His brother Manuel Silvestre Alberti signed the popular petition formulated on 25 May that aimed to draft the composition of the Primera Junta that would replace Cisneros in power. On that day Alberti moved to Azcuénaga's house and from it he observed the events in the plaza, along with many other patriots gathered there. He was there when he learned that he was chosen as a member of the new Junta. The reasons of Alberti's inclusion in the Junta are unclear, as with all its members. A common accepted theory considers it to be a balance between Carlotists and Alzaguists, and Alberti in particular may have been elected to serve as chaplain of the government.

In the Junta, Alberti was aligned with most of the reformist proposals of Mariano Moreno, as well as Juan Larrea and Juan José Castelli. He signed most of the rulings that shaped the new political system, such as those related to popular sovereignty, representative and republican principles, separation of powers, publicity of the government actions, freedom of speech and the bases of political federalism. However, he did not support the actions of the Junta that contradicted his religious formation, regardless of the context. He refused to sign the death penalty for Santiago de Liniers, captured after the defeat of his counter-revolution. He signed the harsh commands given to Castelli for the first Upper Peru campaign, but noticing next to his signature that he made an exception with the articles involving capital punishment. He was also concerned by the role of the church in the new political system and headed a dispute against the Cabildo about it. He considered that the Cabildo should not have any authority over the Junta in ecclesiastic topics, to prevent the former abuses of the absolutist governments.
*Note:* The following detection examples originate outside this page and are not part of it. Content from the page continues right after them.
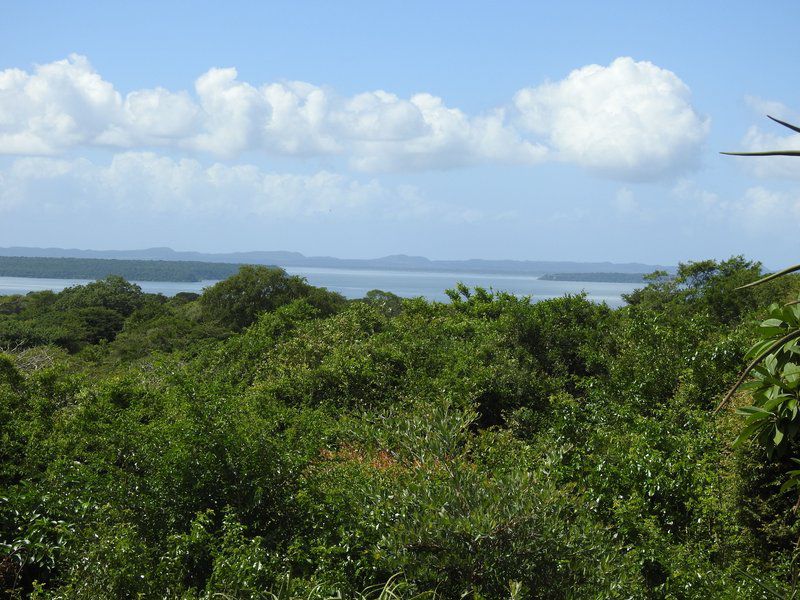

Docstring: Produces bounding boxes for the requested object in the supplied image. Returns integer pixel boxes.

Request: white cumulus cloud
[514,57,709,180]
[0,55,708,180]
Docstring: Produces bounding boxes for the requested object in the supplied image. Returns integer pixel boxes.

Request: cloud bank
[0,55,709,180]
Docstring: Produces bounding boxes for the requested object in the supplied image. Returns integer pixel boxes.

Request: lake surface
[0,267,642,307]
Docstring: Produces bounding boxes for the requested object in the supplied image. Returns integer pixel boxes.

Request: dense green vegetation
[0,256,247,281]
[0,258,800,598]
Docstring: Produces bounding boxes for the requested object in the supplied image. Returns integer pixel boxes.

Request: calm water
[0,267,641,307]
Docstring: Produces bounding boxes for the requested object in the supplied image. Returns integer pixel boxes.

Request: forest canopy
[0,257,800,598]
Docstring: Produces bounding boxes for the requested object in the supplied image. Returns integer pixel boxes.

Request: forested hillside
[0,258,800,599]
[0,256,247,281]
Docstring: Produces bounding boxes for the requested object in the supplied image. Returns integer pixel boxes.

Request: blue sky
[0,1,800,266]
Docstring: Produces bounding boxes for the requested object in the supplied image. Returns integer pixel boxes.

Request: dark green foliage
[0,259,798,599]
[200,265,344,331]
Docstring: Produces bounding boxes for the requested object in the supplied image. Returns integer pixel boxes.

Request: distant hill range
[539,271,652,283]
[0,247,675,276]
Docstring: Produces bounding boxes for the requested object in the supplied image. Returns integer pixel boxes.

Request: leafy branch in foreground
[715,115,800,490]
[720,115,800,156]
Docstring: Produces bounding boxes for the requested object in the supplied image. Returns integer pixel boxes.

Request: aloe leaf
[767,115,800,133]
[736,264,800,290]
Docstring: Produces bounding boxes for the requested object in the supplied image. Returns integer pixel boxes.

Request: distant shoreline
[0,256,644,283]
[0,247,675,279]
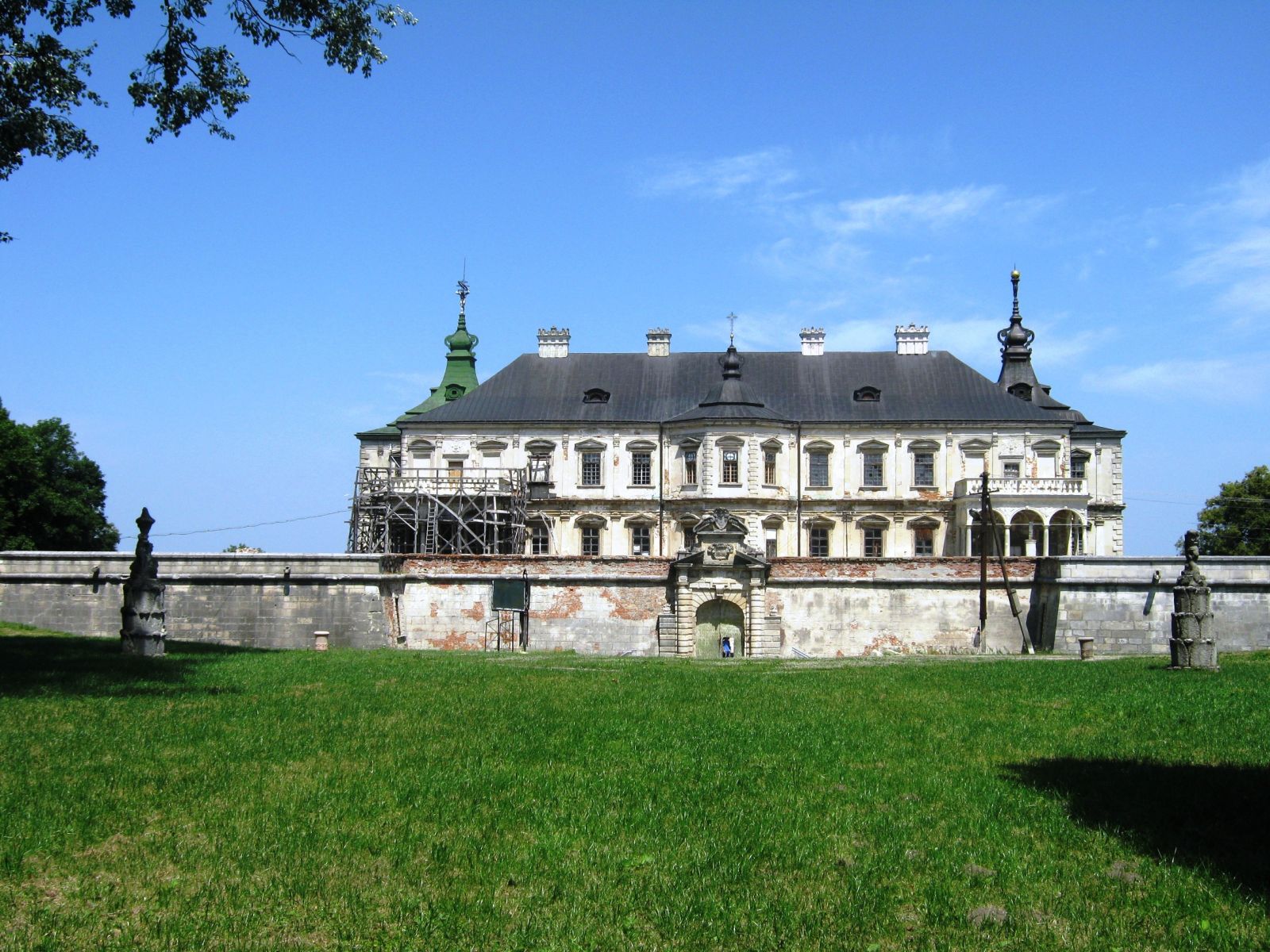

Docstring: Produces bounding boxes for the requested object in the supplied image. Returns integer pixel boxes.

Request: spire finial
[455,278,468,326]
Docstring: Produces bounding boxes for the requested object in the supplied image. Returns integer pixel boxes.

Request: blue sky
[0,2,1270,555]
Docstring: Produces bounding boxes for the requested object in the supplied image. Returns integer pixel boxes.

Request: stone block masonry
[0,552,1270,658]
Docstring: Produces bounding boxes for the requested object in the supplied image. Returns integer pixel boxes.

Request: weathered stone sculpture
[119,508,167,656]
[1168,529,1217,670]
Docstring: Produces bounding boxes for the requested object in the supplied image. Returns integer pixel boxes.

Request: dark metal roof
[411,351,1087,425]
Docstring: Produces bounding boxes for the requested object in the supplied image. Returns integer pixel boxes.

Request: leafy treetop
[1179,466,1270,556]
[0,0,415,240]
[0,404,119,551]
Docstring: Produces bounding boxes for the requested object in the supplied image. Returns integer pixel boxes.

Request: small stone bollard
[119,506,167,658]
[1168,538,1217,670]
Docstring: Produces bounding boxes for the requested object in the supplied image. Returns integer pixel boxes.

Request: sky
[0,0,1270,555]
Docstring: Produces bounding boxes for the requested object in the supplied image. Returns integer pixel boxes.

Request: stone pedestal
[1168,532,1217,670]
[119,509,167,658]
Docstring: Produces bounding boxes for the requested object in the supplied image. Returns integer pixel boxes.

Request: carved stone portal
[119,508,167,658]
[1168,529,1217,670]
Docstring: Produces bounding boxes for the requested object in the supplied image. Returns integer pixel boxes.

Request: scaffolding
[348,466,529,555]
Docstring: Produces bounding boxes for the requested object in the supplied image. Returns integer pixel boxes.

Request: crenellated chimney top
[648,328,671,357]
[895,324,931,354]
[798,328,824,357]
[538,324,569,357]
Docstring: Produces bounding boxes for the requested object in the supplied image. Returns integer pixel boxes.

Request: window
[529,522,551,555]
[806,525,829,559]
[582,449,603,486]
[806,449,829,489]
[862,453,885,489]
[631,453,652,486]
[720,449,741,486]
[913,453,935,486]
[529,453,551,482]
[631,525,652,555]
[914,525,935,556]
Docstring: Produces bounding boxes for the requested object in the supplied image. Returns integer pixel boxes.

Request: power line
[119,509,348,539]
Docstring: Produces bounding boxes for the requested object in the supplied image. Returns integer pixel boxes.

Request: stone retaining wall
[0,552,1270,658]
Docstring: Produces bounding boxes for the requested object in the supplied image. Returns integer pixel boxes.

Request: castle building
[349,271,1126,560]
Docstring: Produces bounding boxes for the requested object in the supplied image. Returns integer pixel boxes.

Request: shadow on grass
[0,633,250,697]
[1006,758,1270,896]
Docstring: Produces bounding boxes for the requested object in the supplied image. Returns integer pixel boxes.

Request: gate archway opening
[695,598,745,658]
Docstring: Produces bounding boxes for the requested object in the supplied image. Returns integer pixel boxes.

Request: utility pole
[979,468,995,651]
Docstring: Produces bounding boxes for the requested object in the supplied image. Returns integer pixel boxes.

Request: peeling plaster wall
[400,556,669,655]
[0,552,1270,658]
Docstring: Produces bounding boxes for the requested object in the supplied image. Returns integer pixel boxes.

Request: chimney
[895,324,931,354]
[648,328,671,357]
[798,328,824,357]
[538,324,569,357]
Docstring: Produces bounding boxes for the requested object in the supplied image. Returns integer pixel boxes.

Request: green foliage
[0,0,415,241]
[0,404,119,551]
[1179,466,1270,556]
[0,635,1270,952]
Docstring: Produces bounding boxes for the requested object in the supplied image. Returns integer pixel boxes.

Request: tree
[1179,466,1270,556]
[0,0,415,241]
[0,404,119,551]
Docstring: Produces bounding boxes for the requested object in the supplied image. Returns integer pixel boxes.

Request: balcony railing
[952,476,1087,499]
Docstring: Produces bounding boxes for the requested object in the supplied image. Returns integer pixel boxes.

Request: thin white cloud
[640,148,798,198]
[1177,160,1270,322]
[810,186,1001,236]
[1081,354,1270,404]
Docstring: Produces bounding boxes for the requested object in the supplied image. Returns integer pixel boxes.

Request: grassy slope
[0,626,1270,950]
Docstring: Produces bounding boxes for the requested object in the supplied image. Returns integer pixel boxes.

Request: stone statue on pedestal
[119,508,167,656]
[1168,538,1217,670]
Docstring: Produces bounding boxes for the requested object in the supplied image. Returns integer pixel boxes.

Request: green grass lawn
[0,624,1270,952]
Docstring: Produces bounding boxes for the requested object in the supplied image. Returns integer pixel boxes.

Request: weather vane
[455,275,468,317]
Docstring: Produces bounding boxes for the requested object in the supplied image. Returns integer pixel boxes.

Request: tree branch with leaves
[0,0,417,241]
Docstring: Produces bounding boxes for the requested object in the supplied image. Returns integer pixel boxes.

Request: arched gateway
[671,509,779,658]
[694,598,745,658]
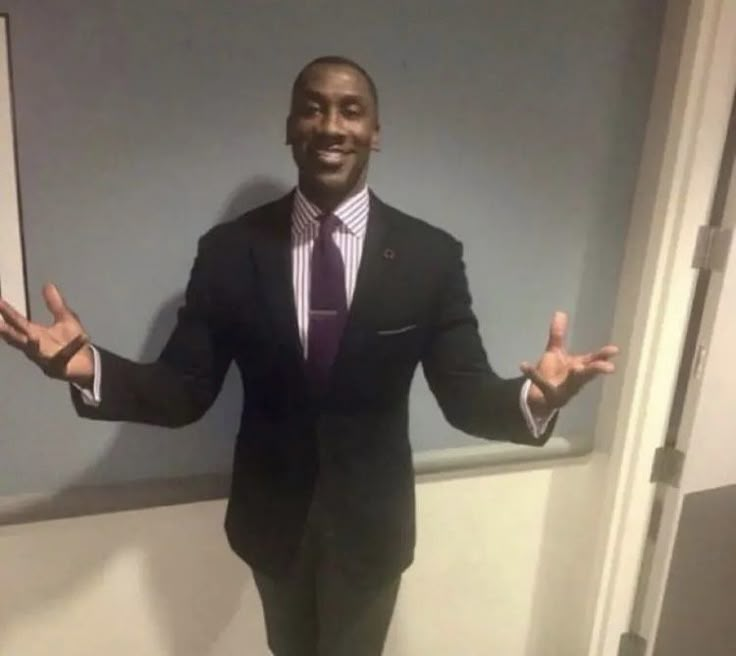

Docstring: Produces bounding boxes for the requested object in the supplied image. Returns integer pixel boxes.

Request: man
[0,57,616,656]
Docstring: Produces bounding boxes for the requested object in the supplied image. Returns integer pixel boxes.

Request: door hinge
[617,631,647,656]
[693,225,733,271]
[649,446,685,487]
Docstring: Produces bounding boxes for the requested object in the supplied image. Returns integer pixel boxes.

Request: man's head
[286,57,379,211]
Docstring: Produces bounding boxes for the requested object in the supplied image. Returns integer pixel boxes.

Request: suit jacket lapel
[343,192,395,347]
[251,193,304,360]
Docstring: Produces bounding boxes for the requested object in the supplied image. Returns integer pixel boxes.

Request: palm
[521,312,618,411]
[0,285,91,380]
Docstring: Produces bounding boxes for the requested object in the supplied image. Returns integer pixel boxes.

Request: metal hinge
[693,225,733,271]
[617,632,647,656]
[649,446,685,487]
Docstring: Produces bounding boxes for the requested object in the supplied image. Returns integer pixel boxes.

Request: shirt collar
[291,186,370,237]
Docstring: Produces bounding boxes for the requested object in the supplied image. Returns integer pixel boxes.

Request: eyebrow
[301,89,367,105]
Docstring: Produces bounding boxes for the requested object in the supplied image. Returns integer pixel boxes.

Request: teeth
[317,150,343,162]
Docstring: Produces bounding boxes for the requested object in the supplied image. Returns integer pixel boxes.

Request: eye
[342,105,365,118]
[299,103,322,117]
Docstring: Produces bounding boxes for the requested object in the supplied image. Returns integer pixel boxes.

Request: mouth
[312,147,350,168]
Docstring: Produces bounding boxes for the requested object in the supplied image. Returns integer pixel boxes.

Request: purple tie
[307,214,348,387]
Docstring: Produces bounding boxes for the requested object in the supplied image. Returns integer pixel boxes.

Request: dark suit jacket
[72,195,551,577]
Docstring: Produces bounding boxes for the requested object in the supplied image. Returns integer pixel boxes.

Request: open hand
[0,284,94,385]
[521,312,618,416]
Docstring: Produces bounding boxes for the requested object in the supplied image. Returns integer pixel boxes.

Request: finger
[520,362,557,400]
[49,333,89,371]
[566,360,616,390]
[546,311,567,351]
[0,321,28,349]
[0,298,30,335]
[582,344,619,364]
[43,283,73,321]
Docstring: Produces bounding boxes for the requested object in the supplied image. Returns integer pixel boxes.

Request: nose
[320,108,343,136]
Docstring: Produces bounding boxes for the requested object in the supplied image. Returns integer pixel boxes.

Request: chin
[306,173,356,197]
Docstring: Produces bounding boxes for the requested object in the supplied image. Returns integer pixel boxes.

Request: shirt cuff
[72,344,102,408]
[519,378,557,439]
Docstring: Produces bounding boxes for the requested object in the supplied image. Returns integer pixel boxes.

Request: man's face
[286,64,379,205]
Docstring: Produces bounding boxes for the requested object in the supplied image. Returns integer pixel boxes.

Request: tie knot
[319,214,341,237]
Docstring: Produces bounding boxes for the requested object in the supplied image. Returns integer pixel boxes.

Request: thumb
[43,283,74,321]
[546,311,567,351]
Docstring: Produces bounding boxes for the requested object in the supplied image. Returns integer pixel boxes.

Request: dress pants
[253,482,401,656]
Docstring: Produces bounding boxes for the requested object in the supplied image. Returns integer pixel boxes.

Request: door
[0,14,27,320]
[619,92,736,656]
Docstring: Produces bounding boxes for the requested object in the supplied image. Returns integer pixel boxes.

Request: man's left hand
[521,312,618,417]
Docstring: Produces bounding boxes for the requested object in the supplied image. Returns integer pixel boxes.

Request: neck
[299,178,365,214]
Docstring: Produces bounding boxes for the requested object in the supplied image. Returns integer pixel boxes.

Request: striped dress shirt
[291,187,370,358]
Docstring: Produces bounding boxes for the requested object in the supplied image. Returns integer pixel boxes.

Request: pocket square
[377,323,417,336]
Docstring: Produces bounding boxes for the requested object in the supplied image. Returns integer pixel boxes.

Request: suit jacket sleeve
[422,240,555,446]
[70,236,232,427]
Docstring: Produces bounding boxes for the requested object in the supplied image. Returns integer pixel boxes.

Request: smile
[314,149,348,166]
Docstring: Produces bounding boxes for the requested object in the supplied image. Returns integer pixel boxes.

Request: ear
[284,114,293,146]
[371,122,381,151]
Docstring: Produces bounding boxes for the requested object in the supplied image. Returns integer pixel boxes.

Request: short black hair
[291,55,378,111]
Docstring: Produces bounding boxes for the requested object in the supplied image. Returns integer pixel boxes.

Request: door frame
[588,0,736,656]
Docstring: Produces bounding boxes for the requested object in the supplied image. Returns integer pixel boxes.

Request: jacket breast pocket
[376,323,417,337]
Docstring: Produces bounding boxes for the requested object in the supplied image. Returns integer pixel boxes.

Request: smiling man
[0,57,616,656]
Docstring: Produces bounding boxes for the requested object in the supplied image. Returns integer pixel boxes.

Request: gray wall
[0,0,664,494]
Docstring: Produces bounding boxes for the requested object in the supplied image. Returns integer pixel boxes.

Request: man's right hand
[0,284,94,387]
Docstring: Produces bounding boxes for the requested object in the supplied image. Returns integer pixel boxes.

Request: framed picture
[0,14,29,317]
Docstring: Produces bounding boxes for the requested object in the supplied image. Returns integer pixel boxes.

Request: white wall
[0,460,599,656]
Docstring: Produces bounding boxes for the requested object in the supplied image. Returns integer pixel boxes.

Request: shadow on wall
[0,178,286,656]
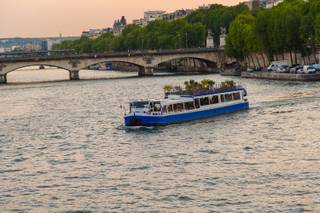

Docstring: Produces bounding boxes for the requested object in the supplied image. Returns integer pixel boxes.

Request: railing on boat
[165,84,246,98]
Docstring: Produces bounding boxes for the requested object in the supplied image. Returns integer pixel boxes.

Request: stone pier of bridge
[0,74,7,84]
[69,70,80,81]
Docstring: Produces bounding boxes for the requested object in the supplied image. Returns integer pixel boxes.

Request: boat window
[173,103,183,112]
[130,101,149,108]
[161,106,167,113]
[185,102,194,110]
[154,102,161,112]
[233,92,241,100]
[194,99,200,109]
[220,95,225,102]
[200,97,209,106]
[225,94,232,101]
[211,95,219,104]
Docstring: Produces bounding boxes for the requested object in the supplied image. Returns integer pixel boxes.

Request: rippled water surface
[0,71,320,212]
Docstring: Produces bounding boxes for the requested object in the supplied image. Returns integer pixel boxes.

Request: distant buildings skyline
[0,0,240,38]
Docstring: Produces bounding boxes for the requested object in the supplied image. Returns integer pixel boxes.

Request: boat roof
[130,88,243,105]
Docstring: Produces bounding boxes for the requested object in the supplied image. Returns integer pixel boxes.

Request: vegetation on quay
[54,4,248,53]
[225,0,320,63]
[55,0,320,66]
Manuel Alberti worked in journalism as well, at the Gazeta de Buenos Ayres newspaper created by the Junta. The ruling that created this newspaper gave Alberti the duty of selecting the news reports to publish. This duty was exclusive of Alberti and not shared with the other members of the Junta. Some historians also consider that Alberti may be the real author of the newspaper's editorials, as they were not signed and the style is not similar to other reports by Mariano Moreno, who is usually considered the author.

The first conflict between Alberti and Moreno was caused by the arrival of Gregorio Funes, dean of Córdoba with similar ideas to those of Cornelio Saavedra, president of the Junta. Moreno was keeping an internal dispute with Saavedra, and expected Alberti to write against Funes. He did not, and Moreno made harsh comments about it. Alberti would be further distanced from Moreno when the Junta voted for the incorporation of the deputies from other cities into the Junta. At first, both of them opposed the proposal, but Alberti ultimately voted accepting it, stating that he did so just out of political convenience. The Primera Junta was thus turned into the Junta Grande. Mariano Moreno, left in a minority group, resigned.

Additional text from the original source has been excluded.